Responding to SARS: The Reform of Canada's Health-care System

Severe acute respiratory syndrome (SARS), a new coronavirus, was first identified in China in November 2002. Within weeks the potentially fatal virus had spread throughout the world. According to the Swiss-based World Health Organization (WHO), a total of 8,098 people worldwide became infected with SARS during the outbreak, and 774 people died from it. As of July 2003 no new cases of SARS had been reported, and the outbreak was believed to have been contained (although a lone case from December 2003 caused some concern among officials). Canada was hard hit by SARS, reporting more cases than any nation outside of Asia, with the highest concentration of cases occurring in and around Toronto, Ontario. According to the WHO, there were 251 probable cases of SARS in Canada, 43 of which were fatalities.

In April 2003 the Canadian federal government appointed an 11-member panel to examine the Canadian public health system's handling of the SARS outbreak. Called the National Advisory Committee on SARS and Public Health, the panel was headed by the University of Toronto's dean of medicine, Dr. David Naylor. In October the committee issued a 224-page report entitled "Learning from SARS: Renewal of Public Health in Canada," which detailed the events surrounding the SARS outbreak in Canada, provided a comprehensive analysis of the Canadian health system, and outlined a series of recommendations on ways in which Canada might handle future outbreaks of significant infectious diseases.

One of the numerous inadequacies cited in the report was the long-standing shortage in funding and personnel in the field of public health care. In addition the panel noted that frontline health-care employees experienced a lack of governmental cooperation and received conflicting responses from the various levels of government. For example, the Ontario Ministry of Health and Longterm Care (OMHLTC) did not share information with infectious disease experts at the National Microbiology Laboratory in Winnipeg, Manitoba, citing potential violations of patient confidentiality as the primary reason. Another problem with Ontario's provincial health-care system was the conflict between the offices of the province's chief medical officer and commissioner of public health, Dr. Colin D'Cunha, and the commissioner of public safety, Dr. James Young. Both officials later acknowledged that the dual leadership structure was confusing, and they advocated the position that a single official should have been in charge. The panel also found that the WHO-mandated airport screening for SARS was executed ineffectively by Canadian airports.

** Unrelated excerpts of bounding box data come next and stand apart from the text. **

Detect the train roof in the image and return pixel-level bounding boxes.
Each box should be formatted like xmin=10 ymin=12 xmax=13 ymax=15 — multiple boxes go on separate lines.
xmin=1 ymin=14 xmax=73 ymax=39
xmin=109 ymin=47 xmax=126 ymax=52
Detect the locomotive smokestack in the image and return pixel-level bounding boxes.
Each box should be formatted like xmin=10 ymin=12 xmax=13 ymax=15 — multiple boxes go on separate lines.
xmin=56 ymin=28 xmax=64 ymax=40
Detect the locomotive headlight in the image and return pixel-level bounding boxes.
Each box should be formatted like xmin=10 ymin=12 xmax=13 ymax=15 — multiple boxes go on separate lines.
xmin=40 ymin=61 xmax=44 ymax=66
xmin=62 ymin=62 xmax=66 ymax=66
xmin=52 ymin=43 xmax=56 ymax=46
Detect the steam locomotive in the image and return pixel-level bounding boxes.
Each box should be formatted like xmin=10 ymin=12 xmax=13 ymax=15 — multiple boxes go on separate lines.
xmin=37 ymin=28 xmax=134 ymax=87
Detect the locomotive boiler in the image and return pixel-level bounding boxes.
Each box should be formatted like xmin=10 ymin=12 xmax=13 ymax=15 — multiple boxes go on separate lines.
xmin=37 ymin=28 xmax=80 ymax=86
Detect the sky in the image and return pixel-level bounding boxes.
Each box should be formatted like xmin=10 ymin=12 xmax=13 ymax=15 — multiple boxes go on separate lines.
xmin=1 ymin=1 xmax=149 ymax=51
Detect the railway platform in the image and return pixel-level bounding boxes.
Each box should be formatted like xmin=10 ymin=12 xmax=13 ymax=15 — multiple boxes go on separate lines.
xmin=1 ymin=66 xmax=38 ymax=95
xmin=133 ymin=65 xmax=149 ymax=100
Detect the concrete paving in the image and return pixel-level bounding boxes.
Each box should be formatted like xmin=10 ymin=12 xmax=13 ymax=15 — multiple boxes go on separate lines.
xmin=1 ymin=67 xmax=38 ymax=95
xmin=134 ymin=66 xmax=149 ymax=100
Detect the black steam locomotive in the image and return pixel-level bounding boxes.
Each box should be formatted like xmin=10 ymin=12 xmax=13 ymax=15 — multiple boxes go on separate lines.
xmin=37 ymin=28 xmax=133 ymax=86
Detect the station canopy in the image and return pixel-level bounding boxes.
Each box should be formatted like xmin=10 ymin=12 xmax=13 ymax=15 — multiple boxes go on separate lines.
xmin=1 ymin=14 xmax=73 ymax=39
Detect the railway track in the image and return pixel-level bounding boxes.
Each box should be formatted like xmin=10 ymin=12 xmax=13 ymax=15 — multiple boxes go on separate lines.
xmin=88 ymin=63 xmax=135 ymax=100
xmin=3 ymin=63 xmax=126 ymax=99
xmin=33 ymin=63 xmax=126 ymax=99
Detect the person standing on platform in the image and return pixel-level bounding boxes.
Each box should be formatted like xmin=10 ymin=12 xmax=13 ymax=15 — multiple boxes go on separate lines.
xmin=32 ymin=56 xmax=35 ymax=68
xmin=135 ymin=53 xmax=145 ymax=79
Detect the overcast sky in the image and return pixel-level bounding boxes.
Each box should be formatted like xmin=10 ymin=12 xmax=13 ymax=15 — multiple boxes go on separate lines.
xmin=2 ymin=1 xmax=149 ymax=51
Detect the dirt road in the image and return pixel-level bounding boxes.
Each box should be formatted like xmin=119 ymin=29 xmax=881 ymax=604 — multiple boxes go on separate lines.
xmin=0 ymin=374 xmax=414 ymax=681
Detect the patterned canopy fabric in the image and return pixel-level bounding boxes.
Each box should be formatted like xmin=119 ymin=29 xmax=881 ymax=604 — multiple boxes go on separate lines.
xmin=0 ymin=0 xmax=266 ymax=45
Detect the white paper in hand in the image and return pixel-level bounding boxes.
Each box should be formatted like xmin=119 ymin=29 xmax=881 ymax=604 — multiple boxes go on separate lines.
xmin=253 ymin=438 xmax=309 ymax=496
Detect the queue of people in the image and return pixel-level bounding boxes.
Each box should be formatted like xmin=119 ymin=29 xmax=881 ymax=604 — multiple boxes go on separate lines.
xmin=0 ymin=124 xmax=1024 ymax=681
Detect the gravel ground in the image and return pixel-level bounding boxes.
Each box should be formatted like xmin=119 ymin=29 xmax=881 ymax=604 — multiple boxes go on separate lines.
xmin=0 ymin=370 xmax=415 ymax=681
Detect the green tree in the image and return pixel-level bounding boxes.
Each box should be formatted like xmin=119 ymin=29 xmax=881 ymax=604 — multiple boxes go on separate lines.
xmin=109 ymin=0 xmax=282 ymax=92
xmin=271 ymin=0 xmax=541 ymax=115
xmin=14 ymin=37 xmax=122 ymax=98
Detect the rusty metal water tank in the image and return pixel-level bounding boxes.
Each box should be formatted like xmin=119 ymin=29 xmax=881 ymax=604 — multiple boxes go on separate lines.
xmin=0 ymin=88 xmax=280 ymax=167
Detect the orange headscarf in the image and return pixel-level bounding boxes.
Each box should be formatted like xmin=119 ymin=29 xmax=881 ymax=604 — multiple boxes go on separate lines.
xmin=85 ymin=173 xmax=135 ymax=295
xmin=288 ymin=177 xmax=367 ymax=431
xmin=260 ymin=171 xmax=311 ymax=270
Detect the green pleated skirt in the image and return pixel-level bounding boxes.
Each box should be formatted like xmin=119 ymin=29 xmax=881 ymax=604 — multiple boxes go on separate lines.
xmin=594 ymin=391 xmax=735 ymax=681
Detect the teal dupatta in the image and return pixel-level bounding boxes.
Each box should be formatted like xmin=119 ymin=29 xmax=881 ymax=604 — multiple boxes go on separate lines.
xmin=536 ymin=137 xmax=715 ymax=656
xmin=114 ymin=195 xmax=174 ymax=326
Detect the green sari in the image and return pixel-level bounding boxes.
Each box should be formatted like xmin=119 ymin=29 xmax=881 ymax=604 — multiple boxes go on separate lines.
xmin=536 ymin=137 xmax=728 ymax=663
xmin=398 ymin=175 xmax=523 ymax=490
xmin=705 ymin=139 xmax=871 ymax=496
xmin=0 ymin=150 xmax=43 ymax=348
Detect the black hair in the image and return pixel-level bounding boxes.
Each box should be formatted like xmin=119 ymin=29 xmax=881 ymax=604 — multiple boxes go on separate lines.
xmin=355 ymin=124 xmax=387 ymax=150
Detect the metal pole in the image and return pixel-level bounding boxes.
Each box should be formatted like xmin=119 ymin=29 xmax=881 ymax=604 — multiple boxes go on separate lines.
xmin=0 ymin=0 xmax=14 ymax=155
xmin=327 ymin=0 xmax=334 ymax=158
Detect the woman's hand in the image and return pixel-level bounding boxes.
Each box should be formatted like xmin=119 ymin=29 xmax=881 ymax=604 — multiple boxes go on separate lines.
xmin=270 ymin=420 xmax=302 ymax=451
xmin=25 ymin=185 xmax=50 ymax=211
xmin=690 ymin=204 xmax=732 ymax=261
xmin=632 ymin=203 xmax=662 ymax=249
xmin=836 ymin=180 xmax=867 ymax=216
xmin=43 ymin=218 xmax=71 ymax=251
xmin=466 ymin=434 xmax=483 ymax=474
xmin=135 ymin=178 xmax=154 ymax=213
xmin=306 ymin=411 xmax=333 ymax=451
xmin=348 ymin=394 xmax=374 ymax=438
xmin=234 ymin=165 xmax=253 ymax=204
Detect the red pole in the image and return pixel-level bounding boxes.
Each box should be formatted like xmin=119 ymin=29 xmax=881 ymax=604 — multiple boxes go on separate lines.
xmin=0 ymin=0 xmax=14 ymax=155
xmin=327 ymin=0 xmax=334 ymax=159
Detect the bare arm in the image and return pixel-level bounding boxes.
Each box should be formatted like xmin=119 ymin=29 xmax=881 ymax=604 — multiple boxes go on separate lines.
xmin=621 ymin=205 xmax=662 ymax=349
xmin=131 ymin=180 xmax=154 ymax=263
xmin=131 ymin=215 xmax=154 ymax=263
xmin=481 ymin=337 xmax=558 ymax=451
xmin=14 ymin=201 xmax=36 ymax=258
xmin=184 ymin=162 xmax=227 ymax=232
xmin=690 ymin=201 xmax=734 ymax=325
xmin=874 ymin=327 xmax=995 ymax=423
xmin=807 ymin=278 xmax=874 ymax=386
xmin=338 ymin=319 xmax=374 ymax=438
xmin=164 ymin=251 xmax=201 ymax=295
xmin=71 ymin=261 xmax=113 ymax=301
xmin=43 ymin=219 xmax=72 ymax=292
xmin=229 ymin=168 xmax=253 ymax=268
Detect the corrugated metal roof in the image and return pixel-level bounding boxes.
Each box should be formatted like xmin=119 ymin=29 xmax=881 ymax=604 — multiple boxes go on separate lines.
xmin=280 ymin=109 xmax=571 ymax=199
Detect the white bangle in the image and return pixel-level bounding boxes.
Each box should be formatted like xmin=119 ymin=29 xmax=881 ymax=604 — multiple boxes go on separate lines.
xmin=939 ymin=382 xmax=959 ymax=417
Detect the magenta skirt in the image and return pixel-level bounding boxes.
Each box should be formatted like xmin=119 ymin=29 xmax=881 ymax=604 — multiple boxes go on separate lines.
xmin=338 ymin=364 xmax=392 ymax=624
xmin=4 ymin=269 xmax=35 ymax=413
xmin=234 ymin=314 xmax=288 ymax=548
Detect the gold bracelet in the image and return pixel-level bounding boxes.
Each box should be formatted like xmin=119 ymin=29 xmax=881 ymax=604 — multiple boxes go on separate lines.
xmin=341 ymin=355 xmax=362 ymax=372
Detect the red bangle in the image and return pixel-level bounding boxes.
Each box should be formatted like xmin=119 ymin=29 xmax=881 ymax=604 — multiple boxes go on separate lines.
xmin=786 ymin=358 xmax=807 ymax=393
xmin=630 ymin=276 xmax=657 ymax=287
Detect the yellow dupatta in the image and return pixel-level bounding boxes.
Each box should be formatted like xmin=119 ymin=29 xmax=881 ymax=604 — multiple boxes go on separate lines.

The committee called for a restructuring of the Canadian public health system with the aim of addressing these deficiencies. The committee advocated an overhaul of the nation's public health system in order to include the creation of a central agency modeled on the United States's Centers for Disease Control and Prevention (CDC). The aim of this body would be to provide information that enhances health decisions and promotes and facilitates the sharing of health information. Currently, Canada's disease control mechanism is divided between Winnipeg's National Microbiology Laboratory and the OMHLTC.

The new agency, the Public Health Agency of Canada, was established in 2004. It was headed by the Chief Public Health Officer of Canada, who reported directly to the Minister of Health. The agency was composed of four branches: Infectious Disease and Emergency Preparedness, Health Promotion and Chronic Disease Prevention, Public Health Practice and Regional Operations, and Strategic Policy, Communications and Corporate Services. The stated goal of the Public Health Agency of Canada was to "work closely with provinces and territories to keep Canadians healthy and help reduce pressures on the health care system."